Холод терпим мы, славяне,
В доме месяц не один.
А в причудливом романе
Топят деньгами камин.
От Невы и до Кубани
Идиотов жалок век,
«Идиот» же в том романе
Самый умный человек.
265. «Каков талант? И где ж его…»
Каков талант? И где ж его
Поймет простой народ?
Он сам напишет «Лешего»
И сам его споет…
Слез много нами вылито,
Что он в певцы пошел…
Иван Сергеич!
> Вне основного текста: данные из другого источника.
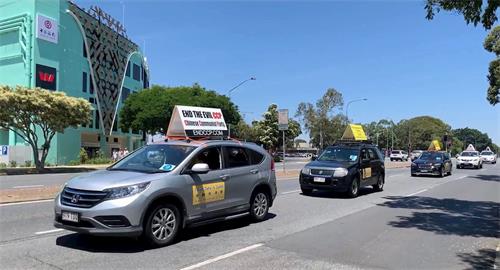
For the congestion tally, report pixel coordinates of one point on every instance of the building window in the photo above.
(137, 73)
(96, 119)
(84, 49)
(91, 85)
(84, 82)
(125, 93)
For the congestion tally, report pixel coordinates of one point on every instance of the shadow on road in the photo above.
(482, 259)
(447, 216)
(490, 177)
(338, 195)
(132, 245)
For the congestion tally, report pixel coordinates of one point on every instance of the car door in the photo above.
(365, 168)
(208, 191)
(242, 174)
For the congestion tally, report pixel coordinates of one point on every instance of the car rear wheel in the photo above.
(380, 184)
(353, 190)
(162, 225)
(259, 205)
(306, 191)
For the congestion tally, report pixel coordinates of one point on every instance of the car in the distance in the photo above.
(398, 155)
(161, 188)
(469, 159)
(433, 163)
(344, 167)
(488, 157)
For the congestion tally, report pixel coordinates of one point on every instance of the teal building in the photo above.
(56, 45)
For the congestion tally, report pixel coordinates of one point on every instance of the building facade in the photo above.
(56, 45)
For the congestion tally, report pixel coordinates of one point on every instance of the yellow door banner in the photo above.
(207, 193)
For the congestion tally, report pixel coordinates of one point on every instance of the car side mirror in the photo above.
(199, 168)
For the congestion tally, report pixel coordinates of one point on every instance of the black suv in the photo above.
(345, 166)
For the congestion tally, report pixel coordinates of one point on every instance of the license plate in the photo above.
(319, 179)
(70, 216)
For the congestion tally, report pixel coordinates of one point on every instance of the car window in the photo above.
(237, 157)
(211, 156)
(255, 156)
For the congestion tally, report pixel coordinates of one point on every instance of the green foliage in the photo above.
(83, 156)
(492, 44)
(150, 110)
(37, 114)
(472, 10)
(324, 125)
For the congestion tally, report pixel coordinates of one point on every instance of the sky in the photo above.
(384, 51)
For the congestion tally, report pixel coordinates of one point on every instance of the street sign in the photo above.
(354, 132)
(5, 150)
(283, 119)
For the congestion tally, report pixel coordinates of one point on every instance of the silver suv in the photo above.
(161, 188)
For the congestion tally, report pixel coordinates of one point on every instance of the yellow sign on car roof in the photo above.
(354, 132)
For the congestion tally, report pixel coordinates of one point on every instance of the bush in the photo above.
(82, 156)
(74, 162)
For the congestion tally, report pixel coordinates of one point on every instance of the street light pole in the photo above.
(229, 95)
(349, 103)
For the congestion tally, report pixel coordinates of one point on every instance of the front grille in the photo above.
(81, 198)
(321, 172)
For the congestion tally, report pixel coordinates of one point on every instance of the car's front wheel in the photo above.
(259, 205)
(162, 225)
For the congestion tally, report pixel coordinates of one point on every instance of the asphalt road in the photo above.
(415, 223)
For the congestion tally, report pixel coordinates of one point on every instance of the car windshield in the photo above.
(469, 154)
(431, 156)
(154, 158)
(339, 154)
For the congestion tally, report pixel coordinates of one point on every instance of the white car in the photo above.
(469, 159)
(399, 155)
(488, 156)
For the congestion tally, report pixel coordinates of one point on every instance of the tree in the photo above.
(150, 110)
(320, 120)
(36, 115)
(492, 44)
(472, 10)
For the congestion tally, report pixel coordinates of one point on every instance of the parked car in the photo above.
(433, 163)
(469, 159)
(488, 156)
(344, 167)
(399, 155)
(415, 154)
(161, 188)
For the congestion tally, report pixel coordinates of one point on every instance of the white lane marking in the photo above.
(291, 191)
(29, 202)
(49, 231)
(32, 186)
(222, 257)
(415, 193)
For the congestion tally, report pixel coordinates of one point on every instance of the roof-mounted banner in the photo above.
(354, 132)
(187, 121)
Вы ль это?
Вас Леший обошел.
266. ОПРОВЕРЖЕНИЕ
Чтоб утонуть в реке, в нем сердце слишком робко,
К тому же, господа, в воде не тонет пробка.
267. КЛЕВЕТА
Не верьте клевете, что мы стоим на месте,
Хоть злые языки про это и звонят…
Нет, нет, мы не стоим недвижно, но все вместе
И дружно подвигаемся… назад.
268. «Нельзя довериться надежде…»
Нельзя довериться надежде,
Она ужасно часто лжет:
Он подавал надежды прежде,
Теперь доносы подает.
269. «Я не гожусь, конечно, в судьи…»
Я не гожусь, конечно, в судьи,
Но не смущен твоим вопросом.
Пусть Тамберлик берет do грудью,
А ты, мой друг, берешь do — носом.
270. ЖУРНАЛУ «НИВА»
Пусть твой зоил тебя не признает,
Мы верим в твой успех блистательный и скорый:
Лишь «нива» та дает хороший плод,
Навоза не жалеют для которой.
271. ПРОТЕСТ
Я Марса одного недавно назвал Марсом…
Ну, кажется, скромней не может быть печать,
Но Марс обиделся и просто лютым барсом
Хотел меня на части разорвать.
Ведь после этого житья нет в божьем мире,
Ведь после этого, отбросив всякий фарс,
Нельзя хулить «картофеля в мундире»,
Чтоб не обиделся иной мундирный Марс.